ACT-Planck data and phase transitions from a viable no-scale Standard Model completion

TL;DR

This paper presents a realistic classically scale-invariant model that explains large hierarchies, predicts first-order phase transitions, and describes a two-stage inflationary cosmology compatible with recent observational data.

Contribution

It constructs a fully realistic, observationally consistent model based on classical scale invariance that features a novel two-stage inflationary scenario.

Findings

Model accounts for all observational evidence of new physics.

Compatible with recent inflationary constraints from Planck, BICEP/Keck, and ACT.
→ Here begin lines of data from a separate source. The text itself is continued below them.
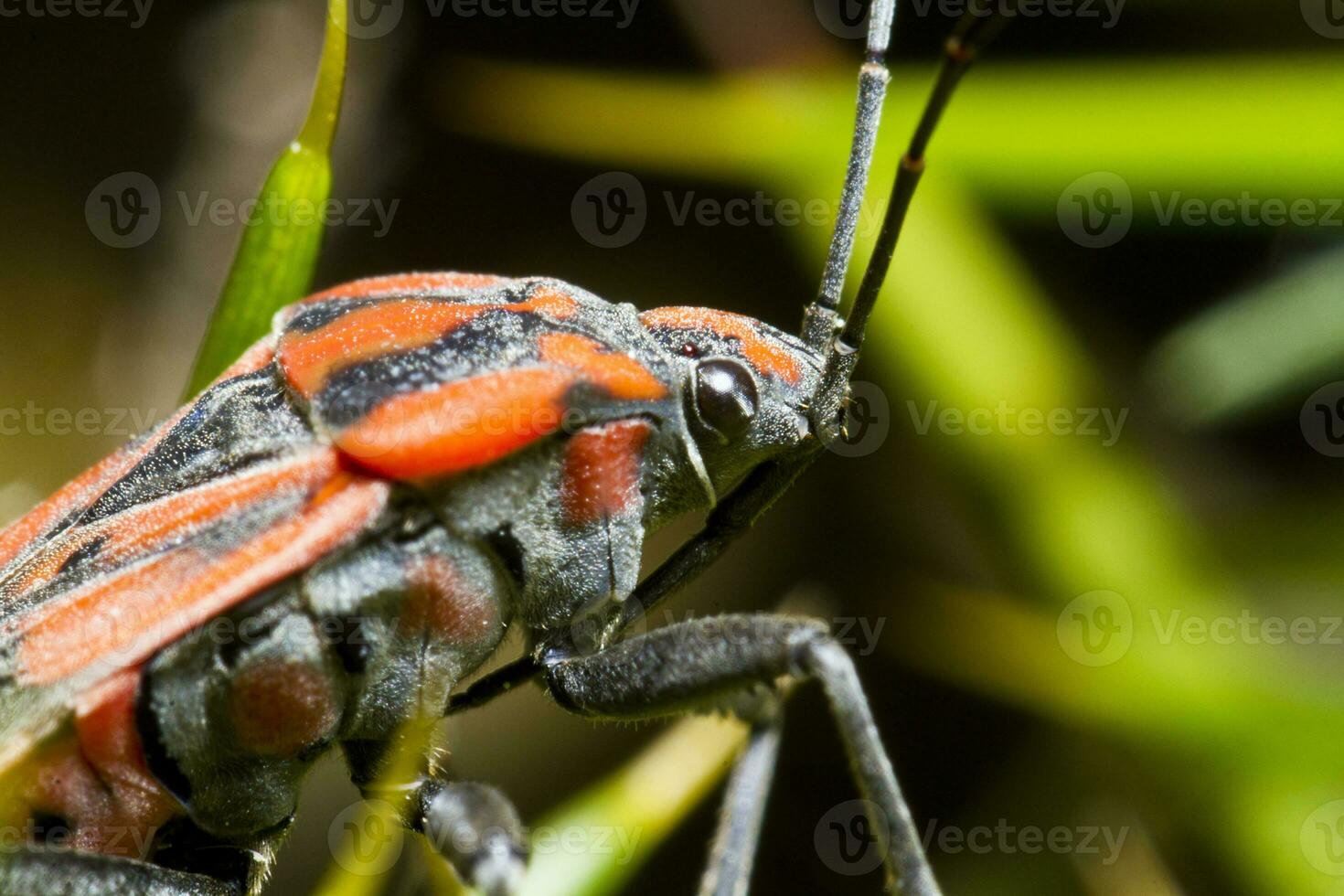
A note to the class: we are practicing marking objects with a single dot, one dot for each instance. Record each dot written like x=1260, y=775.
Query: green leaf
x=279, y=251
x=634, y=810
x=1270, y=343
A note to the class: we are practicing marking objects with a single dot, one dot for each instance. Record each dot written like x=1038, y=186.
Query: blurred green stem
x=279, y=251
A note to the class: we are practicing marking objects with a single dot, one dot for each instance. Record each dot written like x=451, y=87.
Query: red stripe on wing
x=85, y=489
x=123, y=618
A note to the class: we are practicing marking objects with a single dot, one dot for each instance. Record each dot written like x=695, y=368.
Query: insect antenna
x=975, y=31
x=818, y=321
x=740, y=511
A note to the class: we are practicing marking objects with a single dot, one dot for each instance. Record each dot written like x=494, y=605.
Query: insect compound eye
x=726, y=397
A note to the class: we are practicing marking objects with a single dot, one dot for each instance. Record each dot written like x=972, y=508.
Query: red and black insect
x=335, y=534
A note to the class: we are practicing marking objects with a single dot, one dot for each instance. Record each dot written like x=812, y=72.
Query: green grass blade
x=632, y=810
x=1277, y=341
x=279, y=251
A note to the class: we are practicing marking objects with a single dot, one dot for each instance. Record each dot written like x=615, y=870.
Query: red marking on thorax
x=97, y=779
x=280, y=709
x=441, y=602
x=623, y=377
x=601, y=475
x=402, y=283
x=144, y=528
x=363, y=335
x=460, y=425
x=123, y=617
x=763, y=355
x=86, y=488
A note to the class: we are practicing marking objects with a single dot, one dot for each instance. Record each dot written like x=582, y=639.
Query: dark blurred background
x=1179, y=324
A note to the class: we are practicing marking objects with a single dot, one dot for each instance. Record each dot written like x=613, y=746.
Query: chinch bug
x=371, y=495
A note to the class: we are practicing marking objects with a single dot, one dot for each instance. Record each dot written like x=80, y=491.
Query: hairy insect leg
x=472, y=825
x=732, y=855
x=62, y=872
x=707, y=664
x=476, y=829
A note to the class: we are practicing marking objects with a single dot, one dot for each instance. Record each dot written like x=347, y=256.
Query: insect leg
x=37, y=872
x=734, y=849
x=474, y=827
x=707, y=664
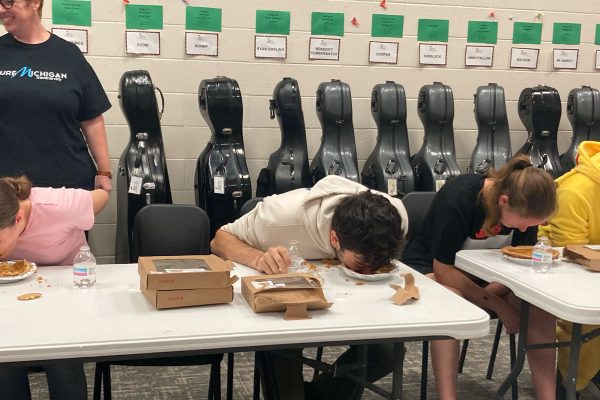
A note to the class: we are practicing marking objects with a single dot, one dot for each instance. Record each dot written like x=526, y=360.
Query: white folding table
x=115, y=321
x=569, y=292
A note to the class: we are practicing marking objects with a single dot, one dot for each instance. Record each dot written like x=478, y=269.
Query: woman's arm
x=451, y=276
x=99, y=199
x=95, y=135
x=274, y=260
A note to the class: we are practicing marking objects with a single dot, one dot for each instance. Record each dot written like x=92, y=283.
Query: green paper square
x=483, y=32
x=385, y=25
x=527, y=33
x=273, y=22
x=203, y=19
x=72, y=12
x=143, y=17
x=330, y=24
x=565, y=33
x=433, y=30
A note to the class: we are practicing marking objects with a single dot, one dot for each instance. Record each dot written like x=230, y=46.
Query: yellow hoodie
x=577, y=221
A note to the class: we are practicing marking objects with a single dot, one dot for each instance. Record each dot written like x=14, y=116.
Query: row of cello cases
x=222, y=180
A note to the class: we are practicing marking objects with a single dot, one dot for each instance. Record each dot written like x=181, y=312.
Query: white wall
x=178, y=76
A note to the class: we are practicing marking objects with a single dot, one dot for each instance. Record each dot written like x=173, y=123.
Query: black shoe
x=310, y=391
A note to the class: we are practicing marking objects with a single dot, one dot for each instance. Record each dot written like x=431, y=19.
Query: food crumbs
x=29, y=296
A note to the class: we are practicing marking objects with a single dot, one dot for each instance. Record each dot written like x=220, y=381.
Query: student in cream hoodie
x=336, y=218
x=577, y=221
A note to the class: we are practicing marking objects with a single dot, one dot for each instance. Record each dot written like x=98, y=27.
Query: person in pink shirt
x=46, y=226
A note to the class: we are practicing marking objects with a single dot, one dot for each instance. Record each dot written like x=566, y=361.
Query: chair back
x=171, y=230
x=249, y=205
x=417, y=205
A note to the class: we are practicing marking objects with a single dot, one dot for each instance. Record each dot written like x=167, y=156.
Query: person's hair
x=39, y=8
x=369, y=225
x=12, y=190
x=531, y=192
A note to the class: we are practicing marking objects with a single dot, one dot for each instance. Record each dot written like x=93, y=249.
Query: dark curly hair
x=369, y=225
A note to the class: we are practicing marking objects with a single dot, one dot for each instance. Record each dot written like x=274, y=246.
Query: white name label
x=142, y=42
x=324, y=49
x=432, y=54
x=76, y=36
x=479, y=56
x=270, y=47
x=524, y=57
x=201, y=44
x=383, y=52
x=565, y=58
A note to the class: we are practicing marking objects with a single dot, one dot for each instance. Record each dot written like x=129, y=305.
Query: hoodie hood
x=588, y=162
x=323, y=198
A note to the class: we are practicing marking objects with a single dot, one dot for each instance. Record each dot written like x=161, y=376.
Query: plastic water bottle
x=541, y=256
x=298, y=264
x=84, y=268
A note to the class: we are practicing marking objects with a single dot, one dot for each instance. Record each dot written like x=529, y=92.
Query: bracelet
x=104, y=173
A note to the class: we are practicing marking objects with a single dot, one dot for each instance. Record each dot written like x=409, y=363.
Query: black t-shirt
x=454, y=223
x=46, y=91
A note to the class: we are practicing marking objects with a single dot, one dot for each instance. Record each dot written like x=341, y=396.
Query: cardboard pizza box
x=184, y=272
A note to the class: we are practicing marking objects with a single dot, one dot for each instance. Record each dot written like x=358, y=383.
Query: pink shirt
x=55, y=230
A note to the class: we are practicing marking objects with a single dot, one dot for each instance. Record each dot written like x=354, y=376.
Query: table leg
x=397, y=373
x=521, y=350
x=573, y=362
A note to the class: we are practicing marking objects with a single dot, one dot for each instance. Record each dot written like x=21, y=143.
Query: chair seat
x=172, y=361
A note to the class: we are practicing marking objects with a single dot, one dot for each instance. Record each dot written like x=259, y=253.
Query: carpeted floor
x=179, y=383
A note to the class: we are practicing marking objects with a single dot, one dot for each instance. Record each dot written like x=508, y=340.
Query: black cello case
x=388, y=167
x=583, y=110
x=493, y=138
x=288, y=166
x=142, y=172
x=337, y=153
x=539, y=110
x=222, y=180
x=436, y=160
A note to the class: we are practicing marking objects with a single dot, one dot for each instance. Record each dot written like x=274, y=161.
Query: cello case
x=583, y=110
x=142, y=172
x=539, y=110
x=388, y=167
x=288, y=166
x=222, y=180
x=436, y=161
x=493, y=138
x=337, y=153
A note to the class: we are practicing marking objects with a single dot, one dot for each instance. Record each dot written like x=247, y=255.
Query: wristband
x=104, y=173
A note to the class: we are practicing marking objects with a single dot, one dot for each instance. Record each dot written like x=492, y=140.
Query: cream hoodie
x=302, y=214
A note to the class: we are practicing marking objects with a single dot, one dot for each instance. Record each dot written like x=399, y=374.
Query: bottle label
x=83, y=270
x=541, y=256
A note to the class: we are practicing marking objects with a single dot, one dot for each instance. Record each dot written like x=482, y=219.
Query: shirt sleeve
x=78, y=208
x=570, y=223
x=243, y=227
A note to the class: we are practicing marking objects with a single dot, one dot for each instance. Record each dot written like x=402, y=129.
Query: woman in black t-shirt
x=475, y=212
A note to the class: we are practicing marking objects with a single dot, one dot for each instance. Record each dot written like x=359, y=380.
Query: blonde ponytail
x=12, y=190
x=531, y=192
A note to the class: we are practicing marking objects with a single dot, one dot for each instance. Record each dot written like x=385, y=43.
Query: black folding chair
x=162, y=230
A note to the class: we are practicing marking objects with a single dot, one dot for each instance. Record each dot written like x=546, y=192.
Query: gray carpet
x=179, y=383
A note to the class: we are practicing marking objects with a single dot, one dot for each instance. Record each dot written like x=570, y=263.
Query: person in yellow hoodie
x=577, y=221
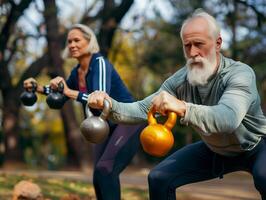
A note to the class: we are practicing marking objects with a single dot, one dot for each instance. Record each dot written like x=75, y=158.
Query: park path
x=236, y=186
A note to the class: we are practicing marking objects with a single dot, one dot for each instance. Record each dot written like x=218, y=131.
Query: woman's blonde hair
x=89, y=35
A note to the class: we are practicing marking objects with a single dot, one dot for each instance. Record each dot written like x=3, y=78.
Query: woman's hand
x=96, y=99
x=54, y=83
x=165, y=102
x=28, y=85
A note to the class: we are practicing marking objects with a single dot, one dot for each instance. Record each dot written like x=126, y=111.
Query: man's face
x=201, y=50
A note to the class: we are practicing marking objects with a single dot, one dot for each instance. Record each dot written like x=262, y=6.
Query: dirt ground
x=235, y=186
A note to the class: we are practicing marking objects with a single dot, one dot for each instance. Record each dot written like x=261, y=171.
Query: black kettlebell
x=55, y=99
x=28, y=97
x=96, y=129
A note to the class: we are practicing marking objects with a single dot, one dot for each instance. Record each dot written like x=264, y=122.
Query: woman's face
x=77, y=44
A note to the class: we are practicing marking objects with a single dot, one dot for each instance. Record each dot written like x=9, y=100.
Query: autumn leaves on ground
x=70, y=185
x=52, y=188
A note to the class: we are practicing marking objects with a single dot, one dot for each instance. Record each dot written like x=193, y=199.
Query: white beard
x=200, y=69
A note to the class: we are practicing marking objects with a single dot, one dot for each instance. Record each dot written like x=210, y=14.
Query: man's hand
x=165, y=102
x=96, y=99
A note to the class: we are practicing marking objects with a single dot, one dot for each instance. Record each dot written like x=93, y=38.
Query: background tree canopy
x=141, y=38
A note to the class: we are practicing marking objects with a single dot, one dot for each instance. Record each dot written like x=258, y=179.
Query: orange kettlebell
x=157, y=139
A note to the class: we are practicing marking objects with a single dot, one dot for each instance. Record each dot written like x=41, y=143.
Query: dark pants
x=111, y=158
x=196, y=162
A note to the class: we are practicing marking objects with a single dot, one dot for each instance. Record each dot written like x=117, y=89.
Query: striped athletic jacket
x=101, y=76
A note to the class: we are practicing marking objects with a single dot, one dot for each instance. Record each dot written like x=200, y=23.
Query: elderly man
x=215, y=95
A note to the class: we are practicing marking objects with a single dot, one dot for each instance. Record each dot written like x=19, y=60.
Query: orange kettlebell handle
x=170, y=122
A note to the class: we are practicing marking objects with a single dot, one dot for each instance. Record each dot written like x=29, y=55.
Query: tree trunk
x=11, y=127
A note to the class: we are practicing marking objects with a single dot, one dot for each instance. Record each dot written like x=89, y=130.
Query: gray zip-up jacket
x=226, y=112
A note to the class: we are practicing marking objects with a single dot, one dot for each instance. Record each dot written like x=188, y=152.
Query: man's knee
x=103, y=169
x=157, y=178
x=259, y=177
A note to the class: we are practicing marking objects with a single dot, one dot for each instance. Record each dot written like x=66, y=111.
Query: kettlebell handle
x=60, y=87
x=170, y=122
x=105, y=112
x=34, y=87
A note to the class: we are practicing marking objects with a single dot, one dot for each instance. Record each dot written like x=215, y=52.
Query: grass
x=55, y=189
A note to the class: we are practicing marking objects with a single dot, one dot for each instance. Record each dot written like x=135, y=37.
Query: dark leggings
x=111, y=158
x=196, y=162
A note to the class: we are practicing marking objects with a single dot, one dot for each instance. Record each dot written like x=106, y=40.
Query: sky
x=76, y=9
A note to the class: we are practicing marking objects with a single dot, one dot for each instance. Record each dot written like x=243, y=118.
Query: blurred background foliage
x=140, y=38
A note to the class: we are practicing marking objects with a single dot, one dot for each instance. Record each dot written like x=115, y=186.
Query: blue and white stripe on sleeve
x=102, y=74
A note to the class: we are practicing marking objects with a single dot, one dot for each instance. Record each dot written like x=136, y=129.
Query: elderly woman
x=95, y=73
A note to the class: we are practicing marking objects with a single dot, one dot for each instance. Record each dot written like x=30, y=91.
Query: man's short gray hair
x=214, y=27
x=89, y=35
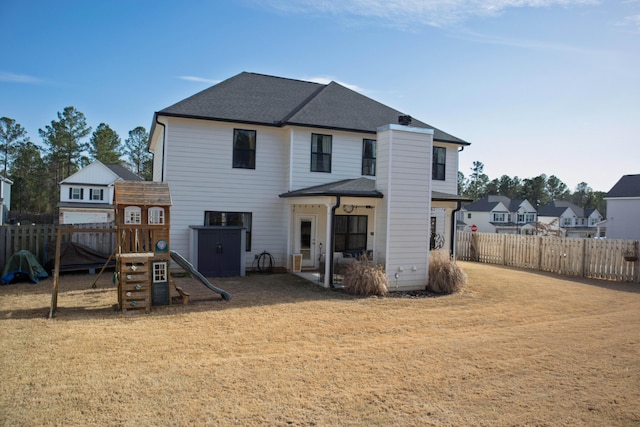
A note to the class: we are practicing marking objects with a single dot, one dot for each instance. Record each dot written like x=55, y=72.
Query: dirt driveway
x=515, y=348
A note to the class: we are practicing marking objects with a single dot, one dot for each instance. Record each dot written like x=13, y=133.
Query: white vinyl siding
x=406, y=205
x=450, y=184
x=623, y=218
x=346, y=158
x=201, y=178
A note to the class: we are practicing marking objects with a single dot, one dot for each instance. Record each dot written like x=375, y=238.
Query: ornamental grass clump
x=362, y=277
x=445, y=276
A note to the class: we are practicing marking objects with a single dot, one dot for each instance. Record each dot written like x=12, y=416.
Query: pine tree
x=105, y=145
x=138, y=154
x=11, y=135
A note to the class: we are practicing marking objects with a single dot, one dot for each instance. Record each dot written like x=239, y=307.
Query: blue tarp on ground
x=22, y=266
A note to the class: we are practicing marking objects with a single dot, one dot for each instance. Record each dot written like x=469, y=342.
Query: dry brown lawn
x=514, y=348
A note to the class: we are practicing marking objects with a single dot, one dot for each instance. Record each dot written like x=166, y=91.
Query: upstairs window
x=96, y=194
x=438, y=170
x=76, y=193
x=244, y=149
x=156, y=215
x=369, y=157
x=499, y=217
x=320, y=153
x=132, y=215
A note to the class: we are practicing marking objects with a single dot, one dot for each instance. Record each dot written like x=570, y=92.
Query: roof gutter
x=333, y=240
x=453, y=230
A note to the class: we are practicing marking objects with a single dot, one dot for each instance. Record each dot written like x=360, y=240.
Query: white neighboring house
x=87, y=195
x=501, y=215
x=623, y=209
x=315, y=170
x=563, y=218
x=5, y=198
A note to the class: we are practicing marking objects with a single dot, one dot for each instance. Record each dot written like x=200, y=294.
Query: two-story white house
x=563, y=218
x=501, y=215
x=5, y=198
x=308, y=170
x=623, y=208
x=87, y=195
Illustrates a non-standard cosmology with two inflation stages separated by radiation dominance.

Abstract

Classically scale-invariant (and perturbative) theories provide a way to understand large hierarchies, as scales are generated through dimensional transmutation. They always lead to first-order phase transitions, since symmetries are radiatively broken, and they generically feature quasi-flat potentials, which are suitable for inflation. We construct a simple but fully realistic model of this kind that accounts for all observational evidence of new physics and is remarkably compatible with the most recent constraints on inflationary observables from both the Planck/BICEP/Keck and the Atacama Cosmology Telescope (ACT) collaborations. This model illustrates how classical scale invariance generically leads to a non-standard cosmology in which inflation occurs in two stages: a slow-roll stage and a thermal stage, separated by a radiation-dominated era.